Brent was poised for a third day of gains following a rise of more than 4 percent last week after Islamic militants seized much of northern Iraq after routing Baghdad's forces.
"The oil market remains on high alert, but is in a holding pattern at this stage awaiting further developments in Iraq," said Michael McCarthy, chief strategist at CMC Markets in Sydney.
Brent crude was up 41 cents at $114.67 a barrel at 0706 GMT, after ending 81 cents higher at $114.26 a barrel, its highest settlement since Sept. 6 last year.
U.S. crude for July delivery rose 51 cents to $106.48 a barrel.
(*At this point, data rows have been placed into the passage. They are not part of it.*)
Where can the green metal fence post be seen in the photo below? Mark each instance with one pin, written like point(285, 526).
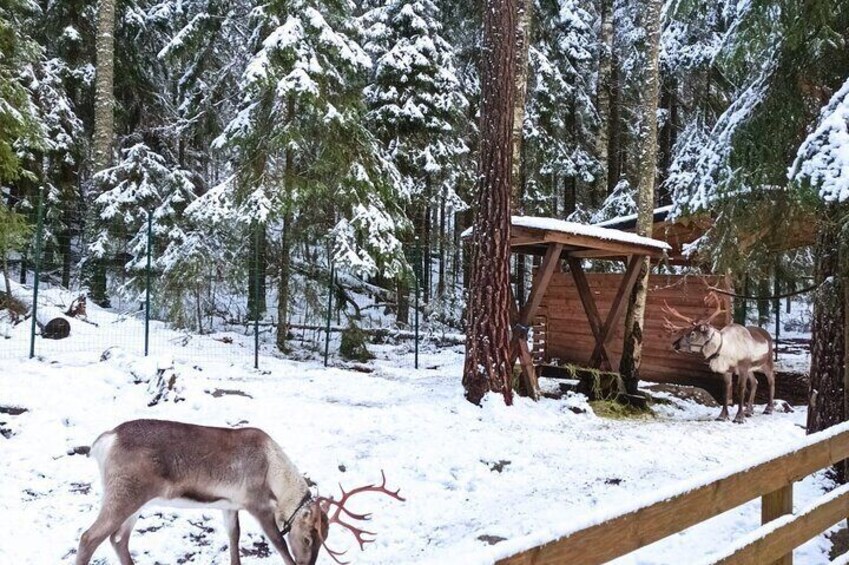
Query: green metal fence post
point(329, 312)
point(147, 284)
point(37, 270)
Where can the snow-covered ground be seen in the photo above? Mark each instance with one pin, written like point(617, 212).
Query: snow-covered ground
point(468, 473)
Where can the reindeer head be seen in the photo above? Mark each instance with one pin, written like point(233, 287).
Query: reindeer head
point(694, 334)
point(310, 528)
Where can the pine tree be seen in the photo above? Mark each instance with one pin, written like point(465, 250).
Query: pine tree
point(415, 105)
point(301, 94)
point(629, 365)
point(487, 367)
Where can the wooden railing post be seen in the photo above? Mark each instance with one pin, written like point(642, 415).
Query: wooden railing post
point(774, 505)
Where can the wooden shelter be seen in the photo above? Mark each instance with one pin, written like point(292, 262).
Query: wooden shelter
point(558, 241)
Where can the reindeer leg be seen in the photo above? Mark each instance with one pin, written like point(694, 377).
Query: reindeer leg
point(231, 521)
point(753, 385)
point(265, 517)
point(113, 514)
point(770, 379)
point(121, 540)
point(724, 414)
point(742, 372)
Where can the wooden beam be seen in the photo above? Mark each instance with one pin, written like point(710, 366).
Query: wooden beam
point(605, 541)
point(549, 265)
point(528, 375)
point(618, 306)
point(590, 308)
point(778, 542)
point(775, 505)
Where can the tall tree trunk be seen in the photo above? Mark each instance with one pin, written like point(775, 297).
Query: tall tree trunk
point(440, 286)
point(104, 121)
point(615, 165)
point(285, 267)
point(632, 349)
point(828, 331)
point(525, 11)
point(487, 366)
point(601, 186)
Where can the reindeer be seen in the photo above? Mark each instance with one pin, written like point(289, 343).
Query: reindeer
point(147, 462)
point(733, 349)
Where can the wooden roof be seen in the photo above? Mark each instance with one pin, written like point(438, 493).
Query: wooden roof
point(532, 235)
point(798, 229)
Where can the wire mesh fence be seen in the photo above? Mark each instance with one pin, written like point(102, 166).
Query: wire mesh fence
point(206, 309)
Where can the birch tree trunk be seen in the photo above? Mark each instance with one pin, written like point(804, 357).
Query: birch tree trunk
point(487, 366)
point(828, 332)
point(104, 122)
point(603, 102)
point(629, 366)
point(104, 95)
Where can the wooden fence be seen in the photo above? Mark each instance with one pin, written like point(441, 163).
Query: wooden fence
point(771, 480)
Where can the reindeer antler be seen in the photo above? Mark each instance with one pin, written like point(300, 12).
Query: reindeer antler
point(325, 504)
point(669, 325)
point(713, 297)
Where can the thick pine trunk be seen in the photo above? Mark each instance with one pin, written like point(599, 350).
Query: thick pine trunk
point(602, 185)
point(632, 349)
point(826, 399)
point(487, 366)
point(525, 10)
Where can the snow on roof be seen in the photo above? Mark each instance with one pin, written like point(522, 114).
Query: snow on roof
point(574, 228)
point(632, 217)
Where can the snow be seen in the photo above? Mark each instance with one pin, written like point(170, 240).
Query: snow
point(574, 228)
point(823, 158)
point(528, 473)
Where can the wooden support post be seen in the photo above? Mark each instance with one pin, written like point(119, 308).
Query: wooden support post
point(616, 309)
point(522, 319)
point(774, 505)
The contract, which expires Friday, settled 39 cents lower in the previous session.
"While U.S. crude remains above $105.25 and Brent remains above $110.50, technically the risks remain to the upside for both contracts," said McCarthy.
Oil prices found support after the U.S. Federal Reserve gave a positive assessment of the country's economy and committed to retaining accommodative monetary policy.
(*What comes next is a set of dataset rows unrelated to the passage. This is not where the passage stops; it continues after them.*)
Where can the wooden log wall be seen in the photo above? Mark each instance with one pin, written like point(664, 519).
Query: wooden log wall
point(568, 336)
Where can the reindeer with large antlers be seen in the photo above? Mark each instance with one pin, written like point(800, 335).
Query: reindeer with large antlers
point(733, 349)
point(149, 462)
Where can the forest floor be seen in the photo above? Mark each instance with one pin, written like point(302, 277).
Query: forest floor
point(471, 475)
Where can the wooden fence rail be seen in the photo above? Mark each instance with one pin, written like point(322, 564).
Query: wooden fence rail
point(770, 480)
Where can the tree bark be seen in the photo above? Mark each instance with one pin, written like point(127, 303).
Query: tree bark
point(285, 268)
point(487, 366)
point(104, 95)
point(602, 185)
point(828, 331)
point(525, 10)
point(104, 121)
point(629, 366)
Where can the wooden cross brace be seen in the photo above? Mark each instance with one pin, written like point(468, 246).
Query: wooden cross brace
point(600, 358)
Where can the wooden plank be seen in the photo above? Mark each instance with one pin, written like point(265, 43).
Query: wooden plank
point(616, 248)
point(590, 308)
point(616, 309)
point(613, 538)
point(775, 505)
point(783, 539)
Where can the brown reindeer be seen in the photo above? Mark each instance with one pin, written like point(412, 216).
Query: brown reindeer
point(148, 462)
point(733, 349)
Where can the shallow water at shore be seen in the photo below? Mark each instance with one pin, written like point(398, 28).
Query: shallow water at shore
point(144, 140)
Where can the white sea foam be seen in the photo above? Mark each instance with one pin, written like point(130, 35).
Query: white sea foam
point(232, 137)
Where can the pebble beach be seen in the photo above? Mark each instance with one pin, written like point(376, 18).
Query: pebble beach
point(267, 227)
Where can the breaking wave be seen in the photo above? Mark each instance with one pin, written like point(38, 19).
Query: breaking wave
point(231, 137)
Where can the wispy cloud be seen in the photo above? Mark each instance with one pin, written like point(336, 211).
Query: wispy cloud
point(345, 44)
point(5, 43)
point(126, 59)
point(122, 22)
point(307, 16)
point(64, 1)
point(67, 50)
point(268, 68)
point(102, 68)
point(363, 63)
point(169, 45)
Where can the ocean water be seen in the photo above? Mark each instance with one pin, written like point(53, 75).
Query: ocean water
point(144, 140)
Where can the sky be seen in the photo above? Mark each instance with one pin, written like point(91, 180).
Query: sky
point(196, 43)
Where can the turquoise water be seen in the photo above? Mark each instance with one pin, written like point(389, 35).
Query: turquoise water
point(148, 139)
However, U.S. crude eased on Wednesday after data from the U.S. Energy Information Administration (EIA) showed domestic crude inventories declined 579,000 barrels in the week ending June 13, much less than the drawdown of 5.7 million barrels reported by industry group American Petroleum Institute (API).
A Reuters poll of analysts had forecast a drawdown of 700,000-barrels.
Crude stocks at Cushing, Oklahoma rose by 247,000 barrels - the first rise at the oil storage hub after nine weeks of consecutive drawdowns.
"This build is consistent with our long-held view that the incentive to move barrels from Cushing to the Gulf Coast would eventually diminish," said analysts at BNP Paribas in a note.
"But this latest build could initiate a sell-off on West Texas Intermediate, especially given the recent price outperformance related to events in Iraq," they said.
Concerns arose over Iraq's ability to increase oil production or even maintain current levels, after the head of state-run South Oil Company Dhiya Jaffar said Exxon Mobil has carried out a "major evacuation" of their staff and BP had evacuated 20 percent of its staff.
Sunni militants have already taken control of most of Iraq's largest oil refinery, located in Baiji in northern Iraq, an official at the refinery said on Wednesday.
Iraq has asked the United States for air support in countering the Sunni rebels, a top U.S. general said on Wednesday, after the militants had seized major cities in a lightning advance.
But General Martin Dempsey, chairman of the U.S. military's Joint Chiefs of Staff, gave no direct reply when asked at a congressional hearing whether Washington would agree to the request.
President Barack Obama came under pressure from U.S. lawmakers on Wednesday to persuade Iraqi Prime Minister al-Maliki to step down over what they see as failed leadership in the face of an insurgency threatening his country.